Durchsuchungsaktionen in Kurdistan

In Sirnak ziehen türkische Militärs von Haus zu Haus/ Ein Toter bei gezielten Schüssen auf Journalisten/ PKK-Sprecher kündigt „totalen Krieg“ an/ Kabinett fordert zur Niederlegung der Waffen auf  ■ Aus Istanbul Ömer Erzeren

Trotz des Abflauens der erbitterten Kämpfe in Türkisch-Kurdistan eskaliert die Gewalt in der Region — und nicht nur dort. In den vergangenen drei Tagen wurden mindestens 57 Menschen getötet. In Diyarbakir, der heimlichen Hauptstadt Kurdistans, wo es zum Neujahrsfest Newroz vergleichsweise ruhig war, heulten gestern mittag am Militärflughafen die Sirenen. Eine Bankfiliale wurde mit Molotowcocktails beworfen. In Sirnak, einem der Zentren der Kämpfe, herrschte gestern gespannte Ruhe. „Sirnak gleicht einem Schlachtfeld“, sagte der Gouverneur der Stadt, Mustafa Malay. Bürgermeister Ahmet Yildirim, beschrieb in einem Telefongespräch folgendermaßen das Straßenbild: „Wenn sie mein Haus sehen könnten, würden sie sagen 'Wie kann jemand lebendig da rauskommen?‘ Ich bin der Bürgermeister dieser Stadt und mein Haus ist mit am stabilsten gebaut. Über tausend Häuser sind in Sirnak total zerstört.“

Von Panzerwagen aus setzte das türkische Militär den kurdischen Einwohnern eine Frist bis Dienstag 12.00 Uhr, um ihre Waffen abzugeben. Nur wenige kamen der Aufforderung nach. Nach dem Auslaufen der Frist drangen die Militärs ab gestern mittag in jede einzelne Wohnung ein. „Die Guerilla wird gesäubert. Terroristenjagd in jedem Haus“, kündigte das Massenblatt 'Hürriyet‘ die Militäroperation in Sirnak an. Nach Berichten aus der Stadt setzte in den Mittagsstunden eine regelrechte Menschenjagd ein. Bereits Sonntag nachmittag war die gesamte Bevölkerung aufgefordert worden, sich im Fußballstadium zu versammeln.

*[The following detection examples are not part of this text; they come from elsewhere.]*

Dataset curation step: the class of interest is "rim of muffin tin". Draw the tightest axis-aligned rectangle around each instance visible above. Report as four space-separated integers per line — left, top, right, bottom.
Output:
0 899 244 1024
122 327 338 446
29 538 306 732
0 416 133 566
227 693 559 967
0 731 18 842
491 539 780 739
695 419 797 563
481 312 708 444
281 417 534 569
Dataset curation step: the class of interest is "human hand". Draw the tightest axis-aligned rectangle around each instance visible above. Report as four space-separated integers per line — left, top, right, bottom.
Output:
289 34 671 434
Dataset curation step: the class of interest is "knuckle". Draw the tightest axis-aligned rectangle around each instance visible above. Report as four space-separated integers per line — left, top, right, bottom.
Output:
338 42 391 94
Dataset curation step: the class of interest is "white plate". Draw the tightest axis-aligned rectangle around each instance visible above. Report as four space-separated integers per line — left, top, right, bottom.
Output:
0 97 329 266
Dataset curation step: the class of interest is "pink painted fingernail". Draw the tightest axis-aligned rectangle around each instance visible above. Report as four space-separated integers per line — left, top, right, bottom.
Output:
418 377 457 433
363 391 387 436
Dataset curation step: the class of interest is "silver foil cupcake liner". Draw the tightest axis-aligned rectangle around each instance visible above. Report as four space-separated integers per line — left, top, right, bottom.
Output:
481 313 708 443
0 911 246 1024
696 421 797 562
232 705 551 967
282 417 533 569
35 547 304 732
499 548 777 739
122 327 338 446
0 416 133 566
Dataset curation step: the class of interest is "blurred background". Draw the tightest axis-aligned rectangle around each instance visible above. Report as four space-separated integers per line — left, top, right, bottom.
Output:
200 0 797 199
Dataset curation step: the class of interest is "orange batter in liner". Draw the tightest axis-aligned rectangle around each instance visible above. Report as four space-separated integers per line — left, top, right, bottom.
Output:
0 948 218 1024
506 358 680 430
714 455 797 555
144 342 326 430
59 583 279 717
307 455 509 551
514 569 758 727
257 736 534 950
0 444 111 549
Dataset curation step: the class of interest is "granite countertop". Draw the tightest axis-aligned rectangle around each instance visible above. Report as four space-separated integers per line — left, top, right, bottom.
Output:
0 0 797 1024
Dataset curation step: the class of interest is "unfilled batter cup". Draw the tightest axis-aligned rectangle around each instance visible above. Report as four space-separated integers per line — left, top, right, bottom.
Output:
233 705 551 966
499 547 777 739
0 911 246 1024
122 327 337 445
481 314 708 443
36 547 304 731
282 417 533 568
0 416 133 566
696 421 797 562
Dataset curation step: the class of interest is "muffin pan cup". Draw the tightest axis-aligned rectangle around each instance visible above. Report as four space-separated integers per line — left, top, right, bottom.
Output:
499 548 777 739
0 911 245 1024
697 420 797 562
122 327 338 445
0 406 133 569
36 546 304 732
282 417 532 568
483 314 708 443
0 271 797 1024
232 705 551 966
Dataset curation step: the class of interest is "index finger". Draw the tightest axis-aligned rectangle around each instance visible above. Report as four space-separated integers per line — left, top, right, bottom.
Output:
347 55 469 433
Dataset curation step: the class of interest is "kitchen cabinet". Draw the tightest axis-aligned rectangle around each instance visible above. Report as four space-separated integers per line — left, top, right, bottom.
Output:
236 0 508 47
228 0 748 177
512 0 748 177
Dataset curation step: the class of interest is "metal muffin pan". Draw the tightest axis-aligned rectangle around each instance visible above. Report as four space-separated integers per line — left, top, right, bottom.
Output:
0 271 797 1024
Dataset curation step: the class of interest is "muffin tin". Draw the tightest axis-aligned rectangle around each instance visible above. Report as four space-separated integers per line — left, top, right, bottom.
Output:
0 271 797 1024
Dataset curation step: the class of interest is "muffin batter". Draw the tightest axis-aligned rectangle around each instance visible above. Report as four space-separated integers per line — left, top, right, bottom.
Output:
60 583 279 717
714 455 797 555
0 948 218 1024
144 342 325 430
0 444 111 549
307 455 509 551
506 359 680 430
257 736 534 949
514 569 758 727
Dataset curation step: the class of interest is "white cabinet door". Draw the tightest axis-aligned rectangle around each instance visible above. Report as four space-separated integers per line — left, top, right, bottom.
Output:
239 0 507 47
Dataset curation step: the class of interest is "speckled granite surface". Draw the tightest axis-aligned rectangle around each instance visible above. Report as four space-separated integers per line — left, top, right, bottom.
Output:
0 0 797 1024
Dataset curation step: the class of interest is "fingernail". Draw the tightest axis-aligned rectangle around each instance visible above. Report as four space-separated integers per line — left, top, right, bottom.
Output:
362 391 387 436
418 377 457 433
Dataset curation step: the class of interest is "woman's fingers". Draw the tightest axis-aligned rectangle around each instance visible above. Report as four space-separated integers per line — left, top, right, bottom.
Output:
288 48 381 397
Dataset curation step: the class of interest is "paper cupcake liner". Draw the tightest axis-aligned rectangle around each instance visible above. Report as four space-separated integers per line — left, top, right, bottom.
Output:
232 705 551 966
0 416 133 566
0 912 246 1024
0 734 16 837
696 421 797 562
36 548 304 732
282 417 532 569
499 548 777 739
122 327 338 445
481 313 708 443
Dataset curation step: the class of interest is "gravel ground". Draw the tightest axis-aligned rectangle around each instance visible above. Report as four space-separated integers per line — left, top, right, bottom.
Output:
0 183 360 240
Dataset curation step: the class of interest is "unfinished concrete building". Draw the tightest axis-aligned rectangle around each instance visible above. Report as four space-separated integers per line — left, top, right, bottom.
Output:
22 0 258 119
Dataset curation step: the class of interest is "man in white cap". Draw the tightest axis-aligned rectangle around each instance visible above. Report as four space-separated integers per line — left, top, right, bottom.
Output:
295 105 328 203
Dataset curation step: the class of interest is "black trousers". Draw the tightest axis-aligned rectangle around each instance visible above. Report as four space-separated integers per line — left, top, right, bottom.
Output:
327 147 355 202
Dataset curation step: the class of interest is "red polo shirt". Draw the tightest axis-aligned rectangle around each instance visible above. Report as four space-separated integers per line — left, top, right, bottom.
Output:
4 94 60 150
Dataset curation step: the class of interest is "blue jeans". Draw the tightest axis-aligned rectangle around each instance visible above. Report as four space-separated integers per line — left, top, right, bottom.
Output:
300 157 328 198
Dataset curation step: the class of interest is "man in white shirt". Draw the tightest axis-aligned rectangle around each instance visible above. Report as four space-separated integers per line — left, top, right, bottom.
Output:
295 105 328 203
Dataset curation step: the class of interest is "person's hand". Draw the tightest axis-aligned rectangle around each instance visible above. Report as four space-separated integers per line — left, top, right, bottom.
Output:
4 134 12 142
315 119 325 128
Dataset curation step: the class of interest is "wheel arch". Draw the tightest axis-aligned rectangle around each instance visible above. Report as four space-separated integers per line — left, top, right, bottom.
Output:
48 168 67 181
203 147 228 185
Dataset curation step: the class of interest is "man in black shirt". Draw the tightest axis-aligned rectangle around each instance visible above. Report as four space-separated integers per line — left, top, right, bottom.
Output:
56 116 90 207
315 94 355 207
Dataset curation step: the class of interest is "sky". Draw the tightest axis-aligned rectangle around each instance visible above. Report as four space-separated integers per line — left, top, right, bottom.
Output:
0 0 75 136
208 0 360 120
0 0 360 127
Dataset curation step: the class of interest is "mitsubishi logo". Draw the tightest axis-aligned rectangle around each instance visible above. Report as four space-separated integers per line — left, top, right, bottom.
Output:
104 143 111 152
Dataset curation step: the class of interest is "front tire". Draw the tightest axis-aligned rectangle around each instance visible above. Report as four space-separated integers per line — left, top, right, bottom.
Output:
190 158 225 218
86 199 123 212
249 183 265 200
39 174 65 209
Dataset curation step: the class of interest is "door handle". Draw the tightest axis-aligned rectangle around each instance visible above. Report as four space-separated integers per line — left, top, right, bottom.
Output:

Mittlerweile herrscht Klarheit über die Umstände des Todes des türkischen Journalisten Izzet Kezer, der am Montag in Cizre erschossen wurde. Sabri Canbeyli, ebenso wie der ermordete Kezer Korreospondent der türkischen Tageszeitung 'Sabah‘, schilderte in einem Gespräch mit der taz den Ablauf: „Wir hatten uns von dem Hotel auf den Weg gemacht, weil wir ganz in der Nähe Kinder- und Frauenschreie hörten. Wir wurden mit schweren Waffen beschossen. Die Anwohner haben uns gerettet, indem sie die Türen ihrer Häuser öffneten und uns hereinließen. Nach einer Weile wurde das Feuer eingestellt. Die Mehrheit in unserer Journalistengruppe war dafür, mit weißen Flaggen zum Hotel zurückzukehren. Wir hatten gerade 20 Schritt zurückgelegt, als ein militärischer Panzerwagen das Feuer auf uns eröffnete. Wir waren direkte Zielscheibe des Maschinengewehrs. Von einer Kugel am Kopf getroffen, brach Izzet zusammen.“ Die übrigen Journalisten retteten sich wieder in die Häuser. „Als wir versuchten, Izzet in ein Haus zu ziehen, eröffnette der Panzer erneut das Feuer auf uns.“ Die Schreie, die die Journalisten bewogen, das Hotel zu verlassen, stammten von den Angehörigen der 12jährigen Seyhan Fisek, die in ihrer Wohnung von Kugeln aus einem Panzerwagen am Kopf getroffen und schwer verletzt worden war.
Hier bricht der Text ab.